Ray Daniel

Personal information
- Full name: Raymond Christopher Daniel
- Date of birth: 10 December 1964 (age 61)
- Place of birth: Luton, England
- Height: 5 ft 10 in (1.78 m)
- Position: Defender

Youth career
- 1982–1986: Luton Town

Senior career*
- Years: Team / Apps / (Gls)
- 1982–1986: Luton Town / 22 / (4)
- 1983: → Gillingham (loan) / 5 / (0)
- 1986–1989: Hull City / 58 / (3)
- 1989–1990: Cardiff City / 56 / (1)
- 1990–1995: Portsmouth / 100 / (4)
- 1994: → Notts County (loan) / 5 / (0)
- 1995–1997: Walsall / 35 / (0)

= Ray Daniel (English footballer) =

English footballer (born 1964)

Raymond Christopher Daniel (born 10 December 1964) is an English former professional footballer.
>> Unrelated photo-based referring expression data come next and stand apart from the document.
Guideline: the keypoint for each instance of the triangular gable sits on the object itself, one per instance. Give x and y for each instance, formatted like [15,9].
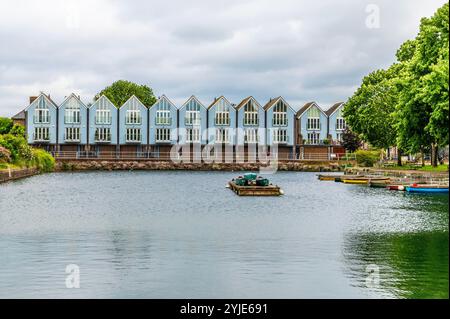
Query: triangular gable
[246,100]
[103,97]
[273,102]
[218,100]
[76,98]
[193,97]
[307,106]
[334,108]
[47,99]
[134,98]
[164,98]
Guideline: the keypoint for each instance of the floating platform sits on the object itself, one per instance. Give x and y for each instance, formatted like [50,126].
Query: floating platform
[270,190]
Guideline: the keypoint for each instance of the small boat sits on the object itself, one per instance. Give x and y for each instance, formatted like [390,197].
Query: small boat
[252,185]
[396,187]
[427,188]
[363,180]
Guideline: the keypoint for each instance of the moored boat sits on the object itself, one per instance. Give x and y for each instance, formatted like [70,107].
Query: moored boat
[426,188]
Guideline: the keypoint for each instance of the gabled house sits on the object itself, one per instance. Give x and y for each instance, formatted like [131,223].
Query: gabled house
[312,125]
[163,124]
[250,123]
[192,118]
[41,122]
[280,126]
[221,122]
[103,126]
[133,127]
[336,123]
[72,124]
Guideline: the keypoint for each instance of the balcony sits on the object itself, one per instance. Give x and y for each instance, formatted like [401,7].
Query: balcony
[163,121]
[103,120]
[41,119]
[41,139]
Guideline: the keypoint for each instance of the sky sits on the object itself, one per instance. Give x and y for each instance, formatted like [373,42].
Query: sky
[302,50]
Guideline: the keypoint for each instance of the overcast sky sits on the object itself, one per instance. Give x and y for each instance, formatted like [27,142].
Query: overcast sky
[303,50]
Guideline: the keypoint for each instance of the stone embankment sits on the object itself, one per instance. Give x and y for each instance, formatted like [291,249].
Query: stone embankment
[13,174]
[111,165]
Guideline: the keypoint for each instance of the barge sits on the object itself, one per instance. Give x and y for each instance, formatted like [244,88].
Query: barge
[252,185]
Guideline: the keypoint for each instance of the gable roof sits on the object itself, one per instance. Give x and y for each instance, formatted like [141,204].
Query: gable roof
[306,107]
[47,97]
[217,100]
[334,108]
[193,97]
[133,97]
[19,116]
[245,101]
[104,97]
[272,102]
[164,97]
[76,97]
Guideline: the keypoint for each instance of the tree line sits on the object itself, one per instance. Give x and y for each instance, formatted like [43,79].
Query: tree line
[407,105]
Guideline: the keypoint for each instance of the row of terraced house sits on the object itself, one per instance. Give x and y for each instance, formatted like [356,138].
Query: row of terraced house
[150,132]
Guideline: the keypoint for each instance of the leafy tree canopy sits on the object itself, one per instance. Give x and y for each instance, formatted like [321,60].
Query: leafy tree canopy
[120,91]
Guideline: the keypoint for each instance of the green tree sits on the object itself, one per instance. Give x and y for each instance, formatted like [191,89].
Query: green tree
[422,109]
[370,111]
[120,91]
[350,141]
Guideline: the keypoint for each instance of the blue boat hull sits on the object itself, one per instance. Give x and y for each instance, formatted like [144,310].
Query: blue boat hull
[426,190]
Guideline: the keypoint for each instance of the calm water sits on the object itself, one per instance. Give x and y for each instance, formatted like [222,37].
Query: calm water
[184,235]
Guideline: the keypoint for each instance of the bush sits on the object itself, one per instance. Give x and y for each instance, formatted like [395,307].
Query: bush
[367,158]
[43,160]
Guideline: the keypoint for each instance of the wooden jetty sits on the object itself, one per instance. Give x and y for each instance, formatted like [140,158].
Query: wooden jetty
[270,190]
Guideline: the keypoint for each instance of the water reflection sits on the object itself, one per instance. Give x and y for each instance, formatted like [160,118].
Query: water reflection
[411,265]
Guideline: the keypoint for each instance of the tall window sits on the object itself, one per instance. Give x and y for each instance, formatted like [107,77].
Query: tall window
[280,114]
[280,136]
[133,115]
[340,123]
[163,113]
[41,134]
[72,134]
[192,113]
[313,121]
[222,135]
[41,112]
[133,135]
[251,135]
[250,113]
[222,113]
[192,135]
[162,135]
[72,112]
[313,138]
[103,113]
[103,134]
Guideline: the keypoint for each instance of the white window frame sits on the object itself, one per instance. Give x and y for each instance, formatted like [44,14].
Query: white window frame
[133,135]
[313,123]
[133,117]
[313,138]
[251,135]
[72,134]
[102,134]
[340,124]
[103,116]
[42,133]
[280,136]
[193,135]
[162,135]
[222,135]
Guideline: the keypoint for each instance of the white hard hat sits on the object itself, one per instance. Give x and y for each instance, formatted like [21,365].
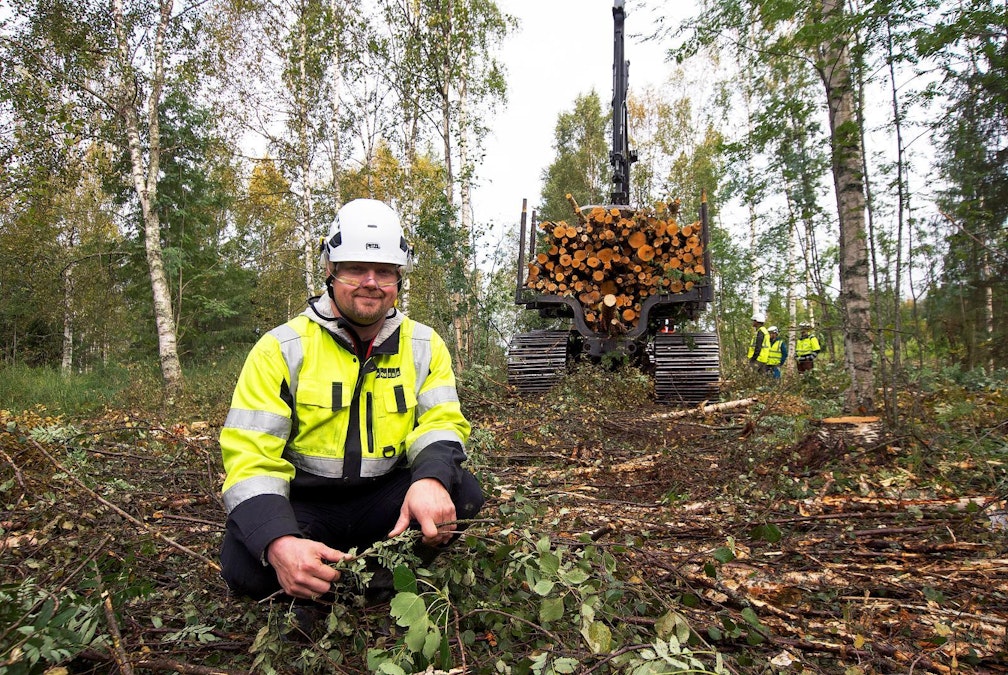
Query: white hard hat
[367,231]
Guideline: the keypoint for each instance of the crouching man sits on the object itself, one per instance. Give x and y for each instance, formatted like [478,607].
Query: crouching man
[345,425]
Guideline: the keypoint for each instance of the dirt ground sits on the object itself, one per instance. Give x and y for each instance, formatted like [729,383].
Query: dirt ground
[824,542]
[849,566]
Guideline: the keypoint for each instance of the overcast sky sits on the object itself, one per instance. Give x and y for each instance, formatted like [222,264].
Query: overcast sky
[544,77]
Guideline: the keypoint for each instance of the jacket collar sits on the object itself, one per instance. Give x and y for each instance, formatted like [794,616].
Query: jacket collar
[320,310]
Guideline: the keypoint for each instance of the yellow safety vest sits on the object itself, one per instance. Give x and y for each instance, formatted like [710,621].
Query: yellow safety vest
[775,355]
[764,351]
[304,404]
[806,347]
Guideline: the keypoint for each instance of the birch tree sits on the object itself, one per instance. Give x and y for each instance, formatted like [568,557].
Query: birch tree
[114,63]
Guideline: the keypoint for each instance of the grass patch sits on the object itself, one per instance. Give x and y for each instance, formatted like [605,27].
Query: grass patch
[135,387]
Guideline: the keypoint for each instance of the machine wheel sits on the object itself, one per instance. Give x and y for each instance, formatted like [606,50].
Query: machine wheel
[537,360]
[686,368]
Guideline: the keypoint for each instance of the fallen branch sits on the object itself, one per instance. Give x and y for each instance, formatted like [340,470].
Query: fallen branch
[139,524]
[122,660]
[707,409]
[176,667]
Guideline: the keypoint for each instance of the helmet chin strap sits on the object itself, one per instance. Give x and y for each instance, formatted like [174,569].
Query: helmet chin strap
[343,314]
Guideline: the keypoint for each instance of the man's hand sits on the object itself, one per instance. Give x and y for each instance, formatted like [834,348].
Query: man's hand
[300,565]
[428,504]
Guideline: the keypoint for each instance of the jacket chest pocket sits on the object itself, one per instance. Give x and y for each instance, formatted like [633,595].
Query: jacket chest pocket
[394,416]
[323,416]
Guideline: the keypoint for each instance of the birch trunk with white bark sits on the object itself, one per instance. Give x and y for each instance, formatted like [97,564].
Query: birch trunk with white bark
[835,69]
[145,169]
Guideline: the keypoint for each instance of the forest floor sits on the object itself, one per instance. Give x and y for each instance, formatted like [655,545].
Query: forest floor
[788,544]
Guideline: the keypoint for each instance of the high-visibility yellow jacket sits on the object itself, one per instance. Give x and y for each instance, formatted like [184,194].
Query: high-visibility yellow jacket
[760,345]
[777,352]
[806,348]
[307,417]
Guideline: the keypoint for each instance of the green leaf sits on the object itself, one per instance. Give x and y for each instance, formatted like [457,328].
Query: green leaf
[543,587]
[767,532]
[416,635]
[549,563]
[724,554]
[575,577]
[599,637]
[407,608]
[432,643]
[404,579]
[565,665]
[752,619]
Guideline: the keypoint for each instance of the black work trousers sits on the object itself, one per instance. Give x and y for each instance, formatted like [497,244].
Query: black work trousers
[356,517]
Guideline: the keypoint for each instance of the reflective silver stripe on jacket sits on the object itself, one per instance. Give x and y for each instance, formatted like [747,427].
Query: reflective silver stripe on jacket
[421,354]
[429,438]
[254,487]
[436,396]
[293,354]
[332,467]
[258,420]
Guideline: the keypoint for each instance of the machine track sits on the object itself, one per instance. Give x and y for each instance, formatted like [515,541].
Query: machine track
[686,368]
[537,360]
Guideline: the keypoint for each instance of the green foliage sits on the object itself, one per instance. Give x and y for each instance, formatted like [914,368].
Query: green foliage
[582,164]
[23,388]
[41,628]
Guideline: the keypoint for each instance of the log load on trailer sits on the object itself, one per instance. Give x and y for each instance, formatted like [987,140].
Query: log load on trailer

Born in Luton, he began his career with his hometown club Luton Town and later played for Gillingham, Hull City, Cardiff City, Portsmouth, Notts County and Walsall. He made over 250 appearances in The Football League between 1982 and 1997. He helped Portsmouth to the 1992 FA Cup semi final, but they lost in a penalty shoot-out to Liverpool.